AI-Generated Images Introduce Invisible Relevance Bias to Text-Image Retrieval

With the advancement of generation models, AI-generated content (AIGC) is becoming more realistic, flooding the Internet. A recent study suggests that this phenomenon has elevated the issue of source bias in text retrieval for web searches. Specifically, neural retrieval models tend to rank generated texts higher than human-written texts. In this paper, we extend the study of this bias to cross-modal retrieval. Firstly, we successfully construct a suitable benchmark to explore the existence of the bias. Subsequent extensive experiments on this benchmark reveal that AI-generated images introduce an invisible relevance bias to text-image retrieval models. Specifically, our experiments show that text-image retrieval models tend to rank the AI-generated images higher than the real images, even though the AI-generated images do not exhibit more visually relevant features to the query than real images.
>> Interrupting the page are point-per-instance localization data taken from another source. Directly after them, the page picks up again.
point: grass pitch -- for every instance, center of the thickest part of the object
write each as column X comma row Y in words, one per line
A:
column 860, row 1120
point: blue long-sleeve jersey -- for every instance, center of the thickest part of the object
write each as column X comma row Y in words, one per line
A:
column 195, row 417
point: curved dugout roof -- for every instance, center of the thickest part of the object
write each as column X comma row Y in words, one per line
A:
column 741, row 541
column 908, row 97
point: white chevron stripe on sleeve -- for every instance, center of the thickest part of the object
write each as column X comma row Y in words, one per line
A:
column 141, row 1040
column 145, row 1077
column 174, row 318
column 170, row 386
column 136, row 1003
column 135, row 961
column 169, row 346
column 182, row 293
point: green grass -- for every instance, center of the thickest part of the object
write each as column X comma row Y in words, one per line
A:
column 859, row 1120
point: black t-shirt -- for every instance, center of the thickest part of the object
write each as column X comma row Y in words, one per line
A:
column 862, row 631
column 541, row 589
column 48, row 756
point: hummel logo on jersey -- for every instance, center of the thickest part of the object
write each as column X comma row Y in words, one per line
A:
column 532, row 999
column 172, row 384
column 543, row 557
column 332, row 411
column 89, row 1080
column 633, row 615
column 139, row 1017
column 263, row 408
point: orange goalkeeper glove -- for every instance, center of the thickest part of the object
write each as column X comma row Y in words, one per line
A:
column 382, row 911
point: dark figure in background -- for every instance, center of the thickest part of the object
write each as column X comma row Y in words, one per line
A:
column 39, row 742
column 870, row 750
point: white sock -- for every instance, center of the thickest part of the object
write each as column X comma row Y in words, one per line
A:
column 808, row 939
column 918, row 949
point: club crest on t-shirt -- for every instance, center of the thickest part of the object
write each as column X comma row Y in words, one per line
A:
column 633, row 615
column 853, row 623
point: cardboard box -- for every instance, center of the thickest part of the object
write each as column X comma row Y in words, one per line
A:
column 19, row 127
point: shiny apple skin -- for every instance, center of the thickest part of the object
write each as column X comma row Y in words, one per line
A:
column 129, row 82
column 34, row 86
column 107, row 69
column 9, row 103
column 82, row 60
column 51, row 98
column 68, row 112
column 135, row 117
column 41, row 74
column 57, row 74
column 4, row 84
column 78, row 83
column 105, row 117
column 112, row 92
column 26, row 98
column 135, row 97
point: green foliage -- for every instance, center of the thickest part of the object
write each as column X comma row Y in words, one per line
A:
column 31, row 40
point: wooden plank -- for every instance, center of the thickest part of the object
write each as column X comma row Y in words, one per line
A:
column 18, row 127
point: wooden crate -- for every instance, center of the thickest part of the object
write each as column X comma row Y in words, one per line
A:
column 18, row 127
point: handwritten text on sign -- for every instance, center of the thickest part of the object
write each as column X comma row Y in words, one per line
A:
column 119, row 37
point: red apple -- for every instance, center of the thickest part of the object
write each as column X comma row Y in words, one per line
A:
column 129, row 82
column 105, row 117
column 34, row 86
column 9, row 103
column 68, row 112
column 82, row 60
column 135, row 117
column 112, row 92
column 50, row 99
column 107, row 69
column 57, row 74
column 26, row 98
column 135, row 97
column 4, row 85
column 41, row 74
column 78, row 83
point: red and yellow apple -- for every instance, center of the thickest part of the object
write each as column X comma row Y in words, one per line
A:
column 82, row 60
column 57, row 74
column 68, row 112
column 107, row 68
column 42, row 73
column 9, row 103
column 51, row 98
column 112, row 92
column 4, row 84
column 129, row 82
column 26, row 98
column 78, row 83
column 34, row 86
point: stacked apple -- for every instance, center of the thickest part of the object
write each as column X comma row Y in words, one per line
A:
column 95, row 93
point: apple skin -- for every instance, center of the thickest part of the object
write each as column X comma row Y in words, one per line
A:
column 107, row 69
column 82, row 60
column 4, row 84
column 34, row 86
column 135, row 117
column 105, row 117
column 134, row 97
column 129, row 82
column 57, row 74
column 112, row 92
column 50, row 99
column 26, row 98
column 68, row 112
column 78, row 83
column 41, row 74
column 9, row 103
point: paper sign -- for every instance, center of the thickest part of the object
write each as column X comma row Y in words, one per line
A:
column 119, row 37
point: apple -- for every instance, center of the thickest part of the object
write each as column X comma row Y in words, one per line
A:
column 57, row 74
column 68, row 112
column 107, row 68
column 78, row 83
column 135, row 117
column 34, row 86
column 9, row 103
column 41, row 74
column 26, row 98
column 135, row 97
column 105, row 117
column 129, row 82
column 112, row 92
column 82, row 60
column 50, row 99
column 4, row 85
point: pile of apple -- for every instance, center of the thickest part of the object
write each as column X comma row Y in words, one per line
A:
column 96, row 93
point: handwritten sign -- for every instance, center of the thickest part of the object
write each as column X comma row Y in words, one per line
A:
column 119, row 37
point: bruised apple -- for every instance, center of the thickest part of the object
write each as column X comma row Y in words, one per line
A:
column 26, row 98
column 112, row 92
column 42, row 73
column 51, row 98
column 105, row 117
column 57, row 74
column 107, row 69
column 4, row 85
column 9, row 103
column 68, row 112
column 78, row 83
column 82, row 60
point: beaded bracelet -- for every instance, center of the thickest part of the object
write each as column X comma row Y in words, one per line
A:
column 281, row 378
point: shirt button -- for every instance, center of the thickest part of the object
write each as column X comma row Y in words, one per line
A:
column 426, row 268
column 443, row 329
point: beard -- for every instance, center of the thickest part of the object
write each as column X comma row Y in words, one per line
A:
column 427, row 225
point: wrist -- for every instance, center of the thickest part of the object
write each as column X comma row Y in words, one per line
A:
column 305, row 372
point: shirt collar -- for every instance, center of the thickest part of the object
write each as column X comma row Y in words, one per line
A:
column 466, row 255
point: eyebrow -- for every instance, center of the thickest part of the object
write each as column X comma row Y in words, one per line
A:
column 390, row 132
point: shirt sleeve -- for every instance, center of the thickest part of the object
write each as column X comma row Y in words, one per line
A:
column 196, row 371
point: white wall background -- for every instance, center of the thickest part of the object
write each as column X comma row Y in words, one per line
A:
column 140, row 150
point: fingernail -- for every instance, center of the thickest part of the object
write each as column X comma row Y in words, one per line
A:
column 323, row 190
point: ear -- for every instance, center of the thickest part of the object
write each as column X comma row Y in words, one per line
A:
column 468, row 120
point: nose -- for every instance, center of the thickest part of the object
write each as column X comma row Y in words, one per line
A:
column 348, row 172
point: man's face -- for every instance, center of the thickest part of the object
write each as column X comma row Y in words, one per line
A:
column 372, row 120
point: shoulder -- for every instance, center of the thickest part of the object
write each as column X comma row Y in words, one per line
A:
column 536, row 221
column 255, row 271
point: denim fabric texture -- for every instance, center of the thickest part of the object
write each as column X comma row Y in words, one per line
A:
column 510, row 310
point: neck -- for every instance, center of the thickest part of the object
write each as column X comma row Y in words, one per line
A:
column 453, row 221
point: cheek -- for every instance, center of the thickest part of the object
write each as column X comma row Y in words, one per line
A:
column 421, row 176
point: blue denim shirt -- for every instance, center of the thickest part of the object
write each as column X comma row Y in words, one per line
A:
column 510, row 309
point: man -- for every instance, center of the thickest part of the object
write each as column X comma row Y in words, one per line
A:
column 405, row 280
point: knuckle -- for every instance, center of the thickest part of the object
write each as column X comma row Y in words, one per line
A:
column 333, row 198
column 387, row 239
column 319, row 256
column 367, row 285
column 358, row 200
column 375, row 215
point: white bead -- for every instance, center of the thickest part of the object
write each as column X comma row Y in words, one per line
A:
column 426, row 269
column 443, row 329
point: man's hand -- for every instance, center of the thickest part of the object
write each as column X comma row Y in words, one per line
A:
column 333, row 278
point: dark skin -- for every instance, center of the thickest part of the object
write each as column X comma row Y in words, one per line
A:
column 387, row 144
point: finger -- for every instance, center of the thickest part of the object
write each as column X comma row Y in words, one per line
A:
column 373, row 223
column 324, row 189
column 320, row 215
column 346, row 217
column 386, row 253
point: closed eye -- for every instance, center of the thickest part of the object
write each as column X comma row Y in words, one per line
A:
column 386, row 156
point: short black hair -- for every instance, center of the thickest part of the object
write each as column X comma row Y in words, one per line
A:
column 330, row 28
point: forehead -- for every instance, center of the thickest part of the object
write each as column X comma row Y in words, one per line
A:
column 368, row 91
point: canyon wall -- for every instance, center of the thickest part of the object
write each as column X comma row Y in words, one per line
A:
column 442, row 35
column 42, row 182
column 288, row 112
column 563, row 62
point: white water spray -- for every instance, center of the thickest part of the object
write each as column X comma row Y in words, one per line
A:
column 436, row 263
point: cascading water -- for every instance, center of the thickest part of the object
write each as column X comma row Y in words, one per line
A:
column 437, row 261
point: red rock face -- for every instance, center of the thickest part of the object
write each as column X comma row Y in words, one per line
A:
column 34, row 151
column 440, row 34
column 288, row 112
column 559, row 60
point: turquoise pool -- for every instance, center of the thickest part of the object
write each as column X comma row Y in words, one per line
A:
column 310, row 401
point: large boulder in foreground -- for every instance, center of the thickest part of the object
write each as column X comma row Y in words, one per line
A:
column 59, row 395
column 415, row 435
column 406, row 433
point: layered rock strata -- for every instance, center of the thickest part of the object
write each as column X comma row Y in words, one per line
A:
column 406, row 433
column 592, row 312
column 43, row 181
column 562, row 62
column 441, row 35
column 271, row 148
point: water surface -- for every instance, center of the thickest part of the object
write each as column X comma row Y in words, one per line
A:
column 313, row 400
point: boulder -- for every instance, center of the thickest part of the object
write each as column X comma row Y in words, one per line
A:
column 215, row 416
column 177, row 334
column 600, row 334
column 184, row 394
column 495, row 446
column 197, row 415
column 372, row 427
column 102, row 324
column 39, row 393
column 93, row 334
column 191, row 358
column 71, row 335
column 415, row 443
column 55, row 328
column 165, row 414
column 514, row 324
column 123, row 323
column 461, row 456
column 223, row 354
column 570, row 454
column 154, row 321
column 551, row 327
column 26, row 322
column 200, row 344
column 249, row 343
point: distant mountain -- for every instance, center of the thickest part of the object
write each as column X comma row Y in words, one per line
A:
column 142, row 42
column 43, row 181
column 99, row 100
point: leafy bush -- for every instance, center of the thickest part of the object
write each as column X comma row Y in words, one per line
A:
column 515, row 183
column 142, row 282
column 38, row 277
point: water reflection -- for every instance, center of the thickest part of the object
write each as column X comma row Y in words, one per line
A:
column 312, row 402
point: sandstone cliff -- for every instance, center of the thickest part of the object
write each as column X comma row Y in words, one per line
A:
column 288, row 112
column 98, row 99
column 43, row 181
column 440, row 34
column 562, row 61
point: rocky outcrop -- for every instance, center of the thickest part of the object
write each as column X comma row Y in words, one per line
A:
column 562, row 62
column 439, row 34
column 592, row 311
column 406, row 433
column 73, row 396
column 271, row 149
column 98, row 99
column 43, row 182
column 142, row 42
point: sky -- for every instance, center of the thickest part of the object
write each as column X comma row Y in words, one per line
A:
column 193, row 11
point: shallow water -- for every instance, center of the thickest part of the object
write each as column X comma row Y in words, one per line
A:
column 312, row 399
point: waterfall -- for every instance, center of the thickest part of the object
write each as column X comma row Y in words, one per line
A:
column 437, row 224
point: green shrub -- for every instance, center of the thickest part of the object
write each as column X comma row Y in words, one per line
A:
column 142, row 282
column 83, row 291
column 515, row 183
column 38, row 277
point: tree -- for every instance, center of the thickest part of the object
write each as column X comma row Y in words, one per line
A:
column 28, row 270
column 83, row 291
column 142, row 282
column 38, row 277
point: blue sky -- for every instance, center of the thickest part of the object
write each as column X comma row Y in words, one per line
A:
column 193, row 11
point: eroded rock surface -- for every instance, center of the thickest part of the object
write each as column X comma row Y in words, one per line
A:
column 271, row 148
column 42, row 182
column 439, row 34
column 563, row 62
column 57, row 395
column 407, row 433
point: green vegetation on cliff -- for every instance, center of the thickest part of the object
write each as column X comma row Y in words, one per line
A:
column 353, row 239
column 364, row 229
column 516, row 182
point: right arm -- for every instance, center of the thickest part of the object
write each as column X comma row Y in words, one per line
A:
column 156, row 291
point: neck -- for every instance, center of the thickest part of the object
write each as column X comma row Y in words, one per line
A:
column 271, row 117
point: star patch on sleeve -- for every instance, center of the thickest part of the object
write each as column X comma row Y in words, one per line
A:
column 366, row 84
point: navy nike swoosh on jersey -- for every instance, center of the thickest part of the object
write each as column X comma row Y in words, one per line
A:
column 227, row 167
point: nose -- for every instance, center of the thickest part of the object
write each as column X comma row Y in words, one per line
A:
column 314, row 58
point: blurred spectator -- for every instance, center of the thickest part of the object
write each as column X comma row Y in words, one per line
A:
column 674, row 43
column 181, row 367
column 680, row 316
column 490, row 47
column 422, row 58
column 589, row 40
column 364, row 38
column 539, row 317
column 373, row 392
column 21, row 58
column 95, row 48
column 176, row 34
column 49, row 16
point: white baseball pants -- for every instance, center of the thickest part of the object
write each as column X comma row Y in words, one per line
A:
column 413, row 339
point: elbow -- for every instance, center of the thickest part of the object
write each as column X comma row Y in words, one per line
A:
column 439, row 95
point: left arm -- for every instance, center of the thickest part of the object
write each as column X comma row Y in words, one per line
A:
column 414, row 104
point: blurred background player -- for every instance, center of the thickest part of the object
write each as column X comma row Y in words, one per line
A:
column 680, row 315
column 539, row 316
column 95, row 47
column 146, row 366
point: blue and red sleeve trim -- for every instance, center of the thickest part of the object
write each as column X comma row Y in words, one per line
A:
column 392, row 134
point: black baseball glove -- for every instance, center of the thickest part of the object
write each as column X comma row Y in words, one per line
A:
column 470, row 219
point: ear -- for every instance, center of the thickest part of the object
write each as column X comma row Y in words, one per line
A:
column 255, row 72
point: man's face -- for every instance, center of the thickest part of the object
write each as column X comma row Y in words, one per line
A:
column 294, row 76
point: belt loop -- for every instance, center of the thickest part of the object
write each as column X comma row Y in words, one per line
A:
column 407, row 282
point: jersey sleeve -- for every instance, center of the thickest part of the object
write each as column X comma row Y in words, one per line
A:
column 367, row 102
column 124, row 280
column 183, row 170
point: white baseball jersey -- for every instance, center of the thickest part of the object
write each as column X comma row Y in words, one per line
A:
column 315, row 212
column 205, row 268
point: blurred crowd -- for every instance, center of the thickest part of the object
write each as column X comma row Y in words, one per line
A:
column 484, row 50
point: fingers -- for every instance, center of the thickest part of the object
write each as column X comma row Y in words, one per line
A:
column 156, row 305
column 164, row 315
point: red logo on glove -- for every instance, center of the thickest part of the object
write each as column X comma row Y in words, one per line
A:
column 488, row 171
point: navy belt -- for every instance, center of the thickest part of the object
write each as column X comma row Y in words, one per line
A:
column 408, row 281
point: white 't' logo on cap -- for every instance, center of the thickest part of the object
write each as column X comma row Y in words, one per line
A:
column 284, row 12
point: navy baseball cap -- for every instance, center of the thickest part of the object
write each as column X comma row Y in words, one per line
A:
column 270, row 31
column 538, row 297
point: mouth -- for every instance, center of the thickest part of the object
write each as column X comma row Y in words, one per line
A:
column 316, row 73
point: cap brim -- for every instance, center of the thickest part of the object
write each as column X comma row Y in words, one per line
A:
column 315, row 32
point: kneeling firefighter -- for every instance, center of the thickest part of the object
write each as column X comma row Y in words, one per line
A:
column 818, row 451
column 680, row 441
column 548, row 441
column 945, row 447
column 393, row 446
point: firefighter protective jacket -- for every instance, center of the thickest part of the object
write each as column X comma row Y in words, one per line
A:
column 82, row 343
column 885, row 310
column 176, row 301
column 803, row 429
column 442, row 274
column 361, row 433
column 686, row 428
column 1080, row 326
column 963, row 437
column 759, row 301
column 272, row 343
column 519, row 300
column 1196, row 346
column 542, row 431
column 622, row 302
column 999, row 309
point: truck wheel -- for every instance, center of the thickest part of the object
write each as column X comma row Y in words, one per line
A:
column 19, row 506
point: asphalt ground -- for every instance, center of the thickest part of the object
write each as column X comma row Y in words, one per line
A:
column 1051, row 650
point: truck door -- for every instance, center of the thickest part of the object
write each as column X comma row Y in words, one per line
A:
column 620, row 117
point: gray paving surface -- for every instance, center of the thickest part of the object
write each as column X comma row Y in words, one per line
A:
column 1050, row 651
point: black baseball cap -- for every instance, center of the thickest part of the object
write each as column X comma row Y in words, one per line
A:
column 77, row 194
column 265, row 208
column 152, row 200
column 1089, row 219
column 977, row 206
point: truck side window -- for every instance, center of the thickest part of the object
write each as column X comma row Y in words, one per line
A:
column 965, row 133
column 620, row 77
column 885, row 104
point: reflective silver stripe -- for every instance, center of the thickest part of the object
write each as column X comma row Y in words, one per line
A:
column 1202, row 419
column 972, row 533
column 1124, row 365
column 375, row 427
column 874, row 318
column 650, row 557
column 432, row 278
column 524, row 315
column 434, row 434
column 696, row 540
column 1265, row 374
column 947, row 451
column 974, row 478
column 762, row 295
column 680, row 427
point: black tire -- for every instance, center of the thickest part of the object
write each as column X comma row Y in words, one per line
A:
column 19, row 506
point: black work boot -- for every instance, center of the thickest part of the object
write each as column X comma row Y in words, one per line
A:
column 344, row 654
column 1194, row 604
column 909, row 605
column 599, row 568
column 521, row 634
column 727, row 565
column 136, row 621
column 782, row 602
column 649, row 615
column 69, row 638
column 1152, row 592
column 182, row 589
This invisible relevance bias is prevalent across retrieval models with varying training data and architectures. Furthermore, our subsequent exploration reveals that the inclusion of AI-generated images in the training data of the retrieval models exacerbates the invisible relevance bias. The above phenomenon triggers a vicious cycle, which makes the invisible relevance bias become more and more serious. To elucidate the potential causes of invisible relevance and address the aforementioned issues, we introduce an effective training method aimed at alleviating the invisible relevance bias. Subsequently, we apply our proposed debiasing method to retroactively identify the causes of invisible relevance, revealing that the AI-generated images induce the image encoder to embed additional information into their representation. This information exhibits a certain consistency across generated images with different semantics and can make the retriever estimate a higher relevance score.

翻译：随着生成模型技术的进步，AI生成内容（AIGC）日益逼真并充斥互联网。近期研究表明，这一现象加剧了网络搜索文本检索中的来源偏差问题——神经检索模型倾向于将生成文本的排序权重高于人类撰写的文本。本文将此类偏差研究延伸至跨模态检索领域。首先，我们成功构建了适用于探究该偏差的基准测试集。在此基准上的大量实验表明，AI生成图像会为文本-图像检索模型引入隐式相关性偏差。具体而言，实验显示即使AI生成图像与查询的视觉相关特征并不优于真实图像，文本-图像检索模型仍倾向于将其排序置于真实图像之上。这种隐式相关性偏差普遍存在于不同训练数据与架构的检索模型中。进一步探究发现，将AI生成图像纳入检索模型训练数据会加剧该偏差。上述现象引发恶性循环，导致隐式相关性偏差持续恶化。为阐明隐式相关性的潜在成因并解决前述问题，我们提出了一种旨在缓解隐式相关性偏差的有效训练方法。随后，通过将该去偏方法应用于反向追溯偏差成因，揭示了AI生成图像会促使图像编码器在其表征中嵌入额外信息——这些信息在不同语义的生成图像间呈现一致性，并使检索模型估算出更高的相关性分数。